John Cartright, former publisher of the defunct weekly Titusville Monitor, said DeAngelo often “bragged to me about the dirty tricks he pulled with Nickpack.”

DeAngelo denied this. “I handled public relations,” he said. “I was not involved in anything like that. And we didn’t do dirty tricks.” He acknowledged that Nickpack’s forte was negative campaigning.

DeAngelo’s tenure with Nickpack came to an end, according to an article in The Village Voice weekly in New York City, after he told a reporter for The Advocate, a gay newspaper, that Dolan would be willing to go on the record as being opposed to federal legislation discriminating against homosexuals.

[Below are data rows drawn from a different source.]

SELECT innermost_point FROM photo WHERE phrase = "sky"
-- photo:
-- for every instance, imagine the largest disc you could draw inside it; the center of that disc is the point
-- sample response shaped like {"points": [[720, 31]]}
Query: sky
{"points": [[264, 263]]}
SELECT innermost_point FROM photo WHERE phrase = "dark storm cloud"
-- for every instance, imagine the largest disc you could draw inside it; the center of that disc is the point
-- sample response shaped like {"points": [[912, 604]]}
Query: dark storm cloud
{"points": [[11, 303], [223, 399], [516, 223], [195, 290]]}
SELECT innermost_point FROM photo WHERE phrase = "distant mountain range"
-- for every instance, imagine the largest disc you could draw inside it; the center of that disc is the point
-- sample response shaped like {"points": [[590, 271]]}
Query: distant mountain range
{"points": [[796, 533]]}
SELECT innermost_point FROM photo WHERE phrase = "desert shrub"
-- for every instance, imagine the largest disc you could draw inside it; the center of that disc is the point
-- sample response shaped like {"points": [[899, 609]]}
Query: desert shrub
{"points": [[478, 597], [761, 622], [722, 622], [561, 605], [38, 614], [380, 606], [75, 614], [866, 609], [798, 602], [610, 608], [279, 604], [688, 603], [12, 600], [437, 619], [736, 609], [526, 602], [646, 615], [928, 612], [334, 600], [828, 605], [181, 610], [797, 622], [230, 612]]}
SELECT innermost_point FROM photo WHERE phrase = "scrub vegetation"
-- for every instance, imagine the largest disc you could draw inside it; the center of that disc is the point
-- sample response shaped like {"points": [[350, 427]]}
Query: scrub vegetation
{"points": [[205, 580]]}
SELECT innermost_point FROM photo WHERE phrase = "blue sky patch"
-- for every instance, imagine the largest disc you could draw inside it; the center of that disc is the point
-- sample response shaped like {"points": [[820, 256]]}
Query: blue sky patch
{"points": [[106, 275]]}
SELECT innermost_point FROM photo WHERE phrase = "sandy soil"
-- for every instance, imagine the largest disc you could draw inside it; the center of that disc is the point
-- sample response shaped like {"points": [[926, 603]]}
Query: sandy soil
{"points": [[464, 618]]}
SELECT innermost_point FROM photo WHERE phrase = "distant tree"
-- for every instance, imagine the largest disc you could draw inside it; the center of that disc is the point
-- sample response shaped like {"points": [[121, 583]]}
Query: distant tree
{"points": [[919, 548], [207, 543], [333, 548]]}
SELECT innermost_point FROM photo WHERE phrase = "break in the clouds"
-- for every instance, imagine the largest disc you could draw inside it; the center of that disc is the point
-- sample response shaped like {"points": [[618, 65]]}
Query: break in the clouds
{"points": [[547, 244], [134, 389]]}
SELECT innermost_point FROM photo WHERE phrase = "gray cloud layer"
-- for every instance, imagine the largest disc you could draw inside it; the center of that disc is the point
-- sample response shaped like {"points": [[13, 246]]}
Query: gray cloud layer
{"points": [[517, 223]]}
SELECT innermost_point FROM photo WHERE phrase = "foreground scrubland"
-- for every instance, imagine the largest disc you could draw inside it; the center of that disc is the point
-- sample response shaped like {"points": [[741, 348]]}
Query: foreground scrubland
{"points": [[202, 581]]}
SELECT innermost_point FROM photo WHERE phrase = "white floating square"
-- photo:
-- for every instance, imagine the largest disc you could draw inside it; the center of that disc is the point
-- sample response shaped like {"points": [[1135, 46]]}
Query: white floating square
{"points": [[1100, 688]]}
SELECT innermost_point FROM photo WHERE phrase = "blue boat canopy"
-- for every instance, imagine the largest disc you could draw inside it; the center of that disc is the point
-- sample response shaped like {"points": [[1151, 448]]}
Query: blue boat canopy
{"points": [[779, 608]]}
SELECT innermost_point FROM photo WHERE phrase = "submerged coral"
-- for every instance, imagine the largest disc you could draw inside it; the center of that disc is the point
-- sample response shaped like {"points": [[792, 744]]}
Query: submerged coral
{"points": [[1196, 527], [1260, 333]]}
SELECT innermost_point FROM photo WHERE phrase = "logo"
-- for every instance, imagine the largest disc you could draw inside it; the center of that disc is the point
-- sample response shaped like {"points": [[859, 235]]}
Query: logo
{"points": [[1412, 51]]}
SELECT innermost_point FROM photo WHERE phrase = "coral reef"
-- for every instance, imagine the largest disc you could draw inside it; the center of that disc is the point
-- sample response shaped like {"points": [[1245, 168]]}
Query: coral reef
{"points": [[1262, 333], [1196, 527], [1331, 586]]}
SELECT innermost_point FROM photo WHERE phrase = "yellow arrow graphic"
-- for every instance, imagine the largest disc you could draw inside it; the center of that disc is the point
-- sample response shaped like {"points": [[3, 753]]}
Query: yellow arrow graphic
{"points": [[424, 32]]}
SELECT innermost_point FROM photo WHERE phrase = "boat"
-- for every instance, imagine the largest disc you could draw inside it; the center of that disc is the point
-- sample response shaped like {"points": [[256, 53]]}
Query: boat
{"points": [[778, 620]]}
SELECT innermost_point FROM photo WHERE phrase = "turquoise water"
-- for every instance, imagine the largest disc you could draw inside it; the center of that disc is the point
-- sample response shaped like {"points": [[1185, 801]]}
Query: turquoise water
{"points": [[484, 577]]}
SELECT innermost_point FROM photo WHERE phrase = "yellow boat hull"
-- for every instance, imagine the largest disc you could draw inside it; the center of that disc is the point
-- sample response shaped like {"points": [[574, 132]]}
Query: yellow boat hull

The reporter, Larry Bush, wrote: “Dolan’s press secretary, Steve DeAngelo, was wildly enthusiastic about the idea. I was immediately plied with stories about the discomfort Dolan had with the Moral Majority over the anti-gay campaign . . .

“Shortly before I was to interview Dolan, I called to reconfirm the appointment and was told by Dolan’s secretary that DeAngelo was unavailable because he was cleaning out his desk after a swift decision that he should look for other work.” Nickpack lost much of its influence after Dolan died from complications of AIDS in 1986.

North Brevard voters have a right to expect truth and honesty from their candidates. They deserve better than DeAngelo’s sorry brand of campaign ethics.